Torch.cat RuntimeError: error in LoadLibraryA

Trying to do the following on the GPU, matmul is fine, but once hit the torch.cat, it throws the exception:

Traceback (most recent call last):
  File "~/test.py", line 9, in <module>
    c_x = torch.cat(c_x_output, dim=1)
RuntimeError: error in LoadLibraryA
import torch

rand1 = torch.rand((2, 256)).cuda()
rand2 = torch.rand((2, 256)).cuda()

c_x = torch.mm(rand1, rand2.t())

c_x_output = [rand1, rand2]
c_x = torch.cat(c_x_output, dim=1)

print(c_x.shape)

OS: Win10
python: 3.8.1
torch: 1.4.0
CUDA: 10.1

2 Likes

The same exception thrown. :hot_face: :hot_face:
OS: Win10
python: 3.8.1
torch: 1.4.0
CUDA: 10.0

anybody else?

I downgraded the Python version to 3.7.5 and now it works.

1 Like

same here,
OS: Win10
python: 3.8.1
torch: 1.4.0
CUDA: 10.1

though, I fixed the problem, by implementing the cat use case that I had.
in my case, this function solved my problem.
this function takes 4 arrays of 4D tensors, and concats them based on dim=1.
this is hardcoded though.

    def cat(arr, device):
        total_depth = 0
        for x in arr:
            total_depth += x.size()[1]
        num_samples = arr[0].size()[0]
        h = arr[0].size()[2]
        w = arr[0].size()[3]
        
        concated = torch.zeros((num_samples, total_depth, h, w), device=device)
        
        last = 0
        concated[:, :arr[0].size()[1], :, :] = arr[0]
        last = arr[0].size()[1]
        concated[:, last:last + arr[1].size()[1], :, :] = arr[1]
        last = last + arr[1].size()[1]
        concated[:, last:last + arr[2].size()[1], :, :] = arr[2]
        last = last + arr[2].size()[1]
        concated[:, last:, :, :] = arr[3]
        
        return concated

This might be a Windows-specific error, so maybe @peterjc123 might have seen this error before.

1 Like

Which python distribution are you using? Conda or Python from the official site?

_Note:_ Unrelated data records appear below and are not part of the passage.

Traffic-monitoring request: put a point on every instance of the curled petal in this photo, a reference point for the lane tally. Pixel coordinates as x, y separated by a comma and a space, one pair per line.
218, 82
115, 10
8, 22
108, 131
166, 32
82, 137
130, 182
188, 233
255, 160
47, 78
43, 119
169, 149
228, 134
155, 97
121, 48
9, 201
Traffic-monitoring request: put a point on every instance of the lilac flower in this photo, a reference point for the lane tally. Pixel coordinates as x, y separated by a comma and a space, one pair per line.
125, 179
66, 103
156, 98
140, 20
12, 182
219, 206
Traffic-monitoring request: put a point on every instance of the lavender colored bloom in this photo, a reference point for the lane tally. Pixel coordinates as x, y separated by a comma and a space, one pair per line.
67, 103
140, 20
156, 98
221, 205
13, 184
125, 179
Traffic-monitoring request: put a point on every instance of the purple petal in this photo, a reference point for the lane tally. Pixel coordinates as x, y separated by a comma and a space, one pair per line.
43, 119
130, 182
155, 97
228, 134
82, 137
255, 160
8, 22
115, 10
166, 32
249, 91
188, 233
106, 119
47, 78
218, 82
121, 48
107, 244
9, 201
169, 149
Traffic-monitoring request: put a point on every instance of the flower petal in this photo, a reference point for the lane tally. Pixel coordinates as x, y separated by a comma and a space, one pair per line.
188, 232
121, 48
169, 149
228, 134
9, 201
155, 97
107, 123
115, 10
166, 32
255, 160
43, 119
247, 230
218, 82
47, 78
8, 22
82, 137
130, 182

Reproduced with Python3.8.0 from the official site. Looking into it.

@peterjc123

my python dist:

Python 3.8.0 (tags/v3.8.0:fa919fd, Oct 14 2019, 19:37:50) [MSC v.1916 64 bit (AMD64)] on win32

I am using pip and everything from the official site.
also, cuda specifications:

nvcc: NVIDIA (R) Cuda compiler driver
Copyright (c) 2005-2019 NVIDIA Corporation
Built on Sun_Jul_28_19:12:52_Pacific_Daylight_Time_2019
Cuda compilation tools, release 10.1, V10.1.243

everything else is on my comment above.

The workground is to run the following code after import torch:

>>> import ctypes
>>> ctypes.cdll.LoadLibrary('caffe2_nvrtc.dll')
3 Likes

workaround seems fine as for now … still trying to see if this can be fixed in pytorch next release rather than do this manual caffe2 dll load here …

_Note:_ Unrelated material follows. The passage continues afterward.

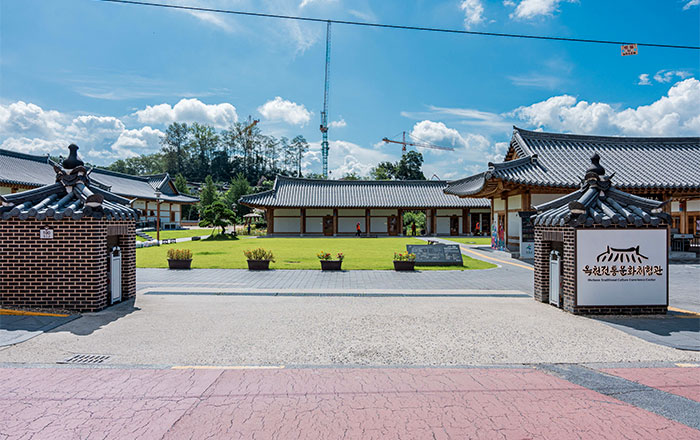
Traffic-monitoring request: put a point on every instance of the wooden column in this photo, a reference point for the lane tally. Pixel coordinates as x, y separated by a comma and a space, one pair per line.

Fix landed in the release branch.

I have a similar problem :dizzy_face:
OS:Win10
python:3.7.1
torch:1.3.1
cuda:10.2

but it’s fine when i use the cpu

Is the posted workaround not working for you?

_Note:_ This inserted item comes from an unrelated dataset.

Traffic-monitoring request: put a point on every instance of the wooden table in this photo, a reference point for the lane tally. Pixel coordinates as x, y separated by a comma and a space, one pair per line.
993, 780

How similar is it? Which python distribution are you using? Do you have Nvidia GPU in your PC? Do you have the GPU driver installed? What is the exact error message? We didn’t compile packages for CUDA 10.2. So does cuda: 10.2 mean that you compiled the package by yourself?

Hi.
I also have this problem.
OS: win10
using both libtorch 1.5.0 and 1.6.0 downloaded from pytorch.org
cuda: 10.1
Only happens in C++ when using torchscript loaded model on GPU, on CPU works fine.
Also no problem when running model in python

Update:
When I copy caffe2_nvrtc.dll to the same folder as executable it works fine. Is there any method to make it work without copying?